The eastern shore of Conservatory Water in Central Park in Manhattan, New York City, contains the Kerbs Memorial Boathouse, designed by Embury, where patrons can rent and navigate radio-controlled and wind-powered model boats. The 1954 boathouse, in picnic Georgian taste with red brick and a green copper hip roof and steeple, outside which is a flagstone patio, houses resident model sailboats as well as the radio-controlled model yachts of the Central Park Model Yacht Club.

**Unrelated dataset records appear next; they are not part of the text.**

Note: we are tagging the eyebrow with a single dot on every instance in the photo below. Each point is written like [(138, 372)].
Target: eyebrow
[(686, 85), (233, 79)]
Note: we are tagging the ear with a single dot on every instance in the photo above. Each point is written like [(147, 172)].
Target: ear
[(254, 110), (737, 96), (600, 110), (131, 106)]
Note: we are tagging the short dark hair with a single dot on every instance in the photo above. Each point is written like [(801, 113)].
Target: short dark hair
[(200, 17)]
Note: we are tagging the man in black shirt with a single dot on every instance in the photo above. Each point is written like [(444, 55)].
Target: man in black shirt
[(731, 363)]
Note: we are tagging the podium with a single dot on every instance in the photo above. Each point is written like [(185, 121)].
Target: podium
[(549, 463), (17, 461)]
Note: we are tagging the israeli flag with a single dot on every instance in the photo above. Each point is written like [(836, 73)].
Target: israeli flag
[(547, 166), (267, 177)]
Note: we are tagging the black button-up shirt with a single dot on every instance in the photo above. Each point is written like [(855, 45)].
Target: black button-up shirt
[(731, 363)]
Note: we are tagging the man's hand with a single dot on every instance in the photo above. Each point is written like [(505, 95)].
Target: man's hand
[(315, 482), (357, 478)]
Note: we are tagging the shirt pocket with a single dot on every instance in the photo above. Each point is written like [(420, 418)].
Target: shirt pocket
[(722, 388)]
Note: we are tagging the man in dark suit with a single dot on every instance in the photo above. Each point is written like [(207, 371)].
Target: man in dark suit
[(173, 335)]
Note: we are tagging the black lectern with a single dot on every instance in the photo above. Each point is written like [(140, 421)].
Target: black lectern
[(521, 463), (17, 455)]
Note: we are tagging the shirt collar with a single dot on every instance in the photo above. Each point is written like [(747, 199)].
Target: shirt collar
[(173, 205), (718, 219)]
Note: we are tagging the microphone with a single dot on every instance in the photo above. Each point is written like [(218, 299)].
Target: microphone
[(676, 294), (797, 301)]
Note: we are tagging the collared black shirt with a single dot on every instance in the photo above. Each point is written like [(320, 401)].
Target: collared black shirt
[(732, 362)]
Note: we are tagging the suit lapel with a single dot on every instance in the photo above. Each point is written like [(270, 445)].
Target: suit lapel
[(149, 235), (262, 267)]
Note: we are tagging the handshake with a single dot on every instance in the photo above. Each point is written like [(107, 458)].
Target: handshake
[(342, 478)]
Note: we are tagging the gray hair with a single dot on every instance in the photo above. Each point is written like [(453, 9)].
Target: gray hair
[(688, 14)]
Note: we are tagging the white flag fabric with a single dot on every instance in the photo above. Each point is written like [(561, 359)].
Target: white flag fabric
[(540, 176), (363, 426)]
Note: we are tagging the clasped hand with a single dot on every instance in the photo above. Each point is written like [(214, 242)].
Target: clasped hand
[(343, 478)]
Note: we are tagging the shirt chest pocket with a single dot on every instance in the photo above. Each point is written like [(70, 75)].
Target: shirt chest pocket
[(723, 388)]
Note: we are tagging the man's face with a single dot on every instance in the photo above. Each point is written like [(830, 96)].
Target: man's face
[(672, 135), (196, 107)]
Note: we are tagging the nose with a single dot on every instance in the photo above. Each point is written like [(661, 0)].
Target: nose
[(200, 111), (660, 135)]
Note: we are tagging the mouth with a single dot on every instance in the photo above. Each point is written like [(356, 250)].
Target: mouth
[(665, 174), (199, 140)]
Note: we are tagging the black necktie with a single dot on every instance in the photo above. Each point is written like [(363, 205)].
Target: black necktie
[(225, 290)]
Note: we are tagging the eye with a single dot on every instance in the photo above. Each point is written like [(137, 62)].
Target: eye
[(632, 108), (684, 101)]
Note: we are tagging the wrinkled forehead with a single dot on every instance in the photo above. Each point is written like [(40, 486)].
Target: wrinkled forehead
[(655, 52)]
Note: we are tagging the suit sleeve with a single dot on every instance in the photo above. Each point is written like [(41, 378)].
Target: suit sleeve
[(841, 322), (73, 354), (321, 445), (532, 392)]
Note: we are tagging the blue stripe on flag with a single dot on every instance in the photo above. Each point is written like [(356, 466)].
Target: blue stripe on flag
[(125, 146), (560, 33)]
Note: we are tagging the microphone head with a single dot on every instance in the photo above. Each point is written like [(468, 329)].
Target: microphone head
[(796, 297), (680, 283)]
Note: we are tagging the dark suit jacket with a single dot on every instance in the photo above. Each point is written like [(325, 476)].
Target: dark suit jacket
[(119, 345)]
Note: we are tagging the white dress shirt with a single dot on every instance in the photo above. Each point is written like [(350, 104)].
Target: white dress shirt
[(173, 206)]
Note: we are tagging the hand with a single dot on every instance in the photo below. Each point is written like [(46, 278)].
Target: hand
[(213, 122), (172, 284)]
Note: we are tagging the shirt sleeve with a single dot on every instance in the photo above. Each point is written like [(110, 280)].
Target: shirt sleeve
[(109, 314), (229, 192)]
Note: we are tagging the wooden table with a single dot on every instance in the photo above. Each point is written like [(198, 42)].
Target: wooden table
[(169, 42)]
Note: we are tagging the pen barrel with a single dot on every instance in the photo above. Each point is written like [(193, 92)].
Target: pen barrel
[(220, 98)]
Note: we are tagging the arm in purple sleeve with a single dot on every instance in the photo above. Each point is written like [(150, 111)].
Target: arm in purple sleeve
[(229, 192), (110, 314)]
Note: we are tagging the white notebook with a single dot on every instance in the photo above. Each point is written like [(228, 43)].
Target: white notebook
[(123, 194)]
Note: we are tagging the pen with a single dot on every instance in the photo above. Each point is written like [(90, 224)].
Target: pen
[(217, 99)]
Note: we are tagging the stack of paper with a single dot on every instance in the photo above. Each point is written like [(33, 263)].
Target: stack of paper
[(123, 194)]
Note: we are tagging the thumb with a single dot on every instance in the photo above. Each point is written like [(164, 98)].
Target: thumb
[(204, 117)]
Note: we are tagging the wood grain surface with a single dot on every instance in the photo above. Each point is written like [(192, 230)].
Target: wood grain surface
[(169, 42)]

He remained active throughout the 1950s, turning over his firm to his son, Edward Coe Embury, in 1956. Remaining active as a consulting architect, Embury served on the architectural advisory committee for the old New York Coliseum at Columbus Circle; was a consulting architect for the New York Aquarium at Coney Island; designed the campus playhouse for Hofstra University in Hempstead, Long Island; designed the William Church Memorial Playground near Fifth Avenue; and designed the Donnell Library Center in Manhattan.

== Books by Aymar Embury II ==
- Embury, Aymar (1909). "One Hundred Country Houses: Modern American Examples"
- "The Dutch Colonial House" (1913)
- Embury, Aymar (1914). "Early American Churches"
- Day, Frank Miles (1915). "American Country Houses of Today"
- "The Livable House: Its Plan and Design" (1917)
- Houses in South Eastern Massachusetts (The White Pine Series of Architectural Monographs, Volume XIV, No. 1) New York: Russell F. Whitehead, 1928.